Prince was a part of that, both cause and effect. It was interesting to hear both his manager and some of his black bandmates talk about how growing up in a 95 percent white community affected the development of his music; they listened to KQ92 and all the classic rock just like we did because there simply wasn’t anything else on the radio besides news, classical, and terrible 70s pop on KS95. In Minneapolis, we didn’t even understand the concept of “crossover” music because it was considered normal to have a black bassist in a white band or a white guitarist in a black one; in fact, one of the members of the larval form of Psykosonik was black.
Don’t think I’m saying this as some form of virtue-signaling; you know I
don’t believe in that. I’m simply trying to describe the innocent, and
fundamentally naive, mindset of the time, which is probably not
unrelated today to disastrous things like the settlement of Somalis on the West Bank or Liberians in Coon Rapids. (I know, I know,
oh, the irony.) There is probably an interesting historical study to be done there regarding the optimal level of a minority group in a population.
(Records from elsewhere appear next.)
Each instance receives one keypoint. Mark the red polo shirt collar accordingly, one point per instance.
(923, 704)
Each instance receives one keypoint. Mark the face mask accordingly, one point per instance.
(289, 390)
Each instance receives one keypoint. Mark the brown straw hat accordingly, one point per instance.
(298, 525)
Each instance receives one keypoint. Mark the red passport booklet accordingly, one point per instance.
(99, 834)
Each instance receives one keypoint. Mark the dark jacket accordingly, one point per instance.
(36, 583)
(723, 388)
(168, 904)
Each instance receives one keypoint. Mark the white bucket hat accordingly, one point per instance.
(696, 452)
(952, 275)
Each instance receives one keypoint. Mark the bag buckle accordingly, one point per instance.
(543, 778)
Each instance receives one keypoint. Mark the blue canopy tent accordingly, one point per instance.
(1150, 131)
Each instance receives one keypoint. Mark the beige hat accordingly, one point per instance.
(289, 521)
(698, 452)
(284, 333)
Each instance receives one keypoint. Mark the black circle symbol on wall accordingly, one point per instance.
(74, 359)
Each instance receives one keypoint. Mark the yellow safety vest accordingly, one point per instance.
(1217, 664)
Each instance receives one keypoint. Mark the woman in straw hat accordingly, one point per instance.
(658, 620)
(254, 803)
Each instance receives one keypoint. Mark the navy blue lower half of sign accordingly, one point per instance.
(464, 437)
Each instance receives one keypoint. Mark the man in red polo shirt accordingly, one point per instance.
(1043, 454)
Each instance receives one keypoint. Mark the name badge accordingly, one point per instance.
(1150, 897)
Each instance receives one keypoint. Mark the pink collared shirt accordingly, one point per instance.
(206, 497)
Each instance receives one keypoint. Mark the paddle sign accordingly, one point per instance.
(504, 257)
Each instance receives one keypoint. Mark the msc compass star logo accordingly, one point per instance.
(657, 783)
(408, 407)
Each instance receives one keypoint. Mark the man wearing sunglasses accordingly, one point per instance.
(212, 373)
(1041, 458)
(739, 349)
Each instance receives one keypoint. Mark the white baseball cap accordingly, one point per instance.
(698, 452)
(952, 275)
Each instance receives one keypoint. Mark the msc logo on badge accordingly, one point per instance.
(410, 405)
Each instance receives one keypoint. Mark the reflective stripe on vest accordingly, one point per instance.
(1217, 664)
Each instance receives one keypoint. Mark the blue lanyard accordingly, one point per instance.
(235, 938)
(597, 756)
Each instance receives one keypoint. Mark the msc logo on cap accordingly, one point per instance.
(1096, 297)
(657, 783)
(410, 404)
As for Prince, there was a sort of etiquette everyone understood concerning him. You did NOT make a big deal about him. You didn’t tell him you were a fan, you didn’t tell him you loved his music, and you didn’t take pictures of him, you simply said “hi, Prince”. He would usually smile, accept the homage implicit in the recognition, and go about his business. If he wanted to talk to you, he’d send his bodyguard over to let you know. On more than one occasion, I had to warn out-of-town guests not to react to him being around, but everyone in Minneapolis just seemed to understand that Prince was not to be bothered. Maybe it has to do with the Scandinavian ethic, I don’t know. It’s just how it was.
It is sad that such a beloved son of the city died alone in his incredible studio-mansion. But I have no doubt that he knew his hometown loved him, as the photo above shows. I know many, perhaps even most of you, won’t grasp what Prince meant to his fellow Minnesotans, but even if you don’t, try to understand that we are mourning one of our own.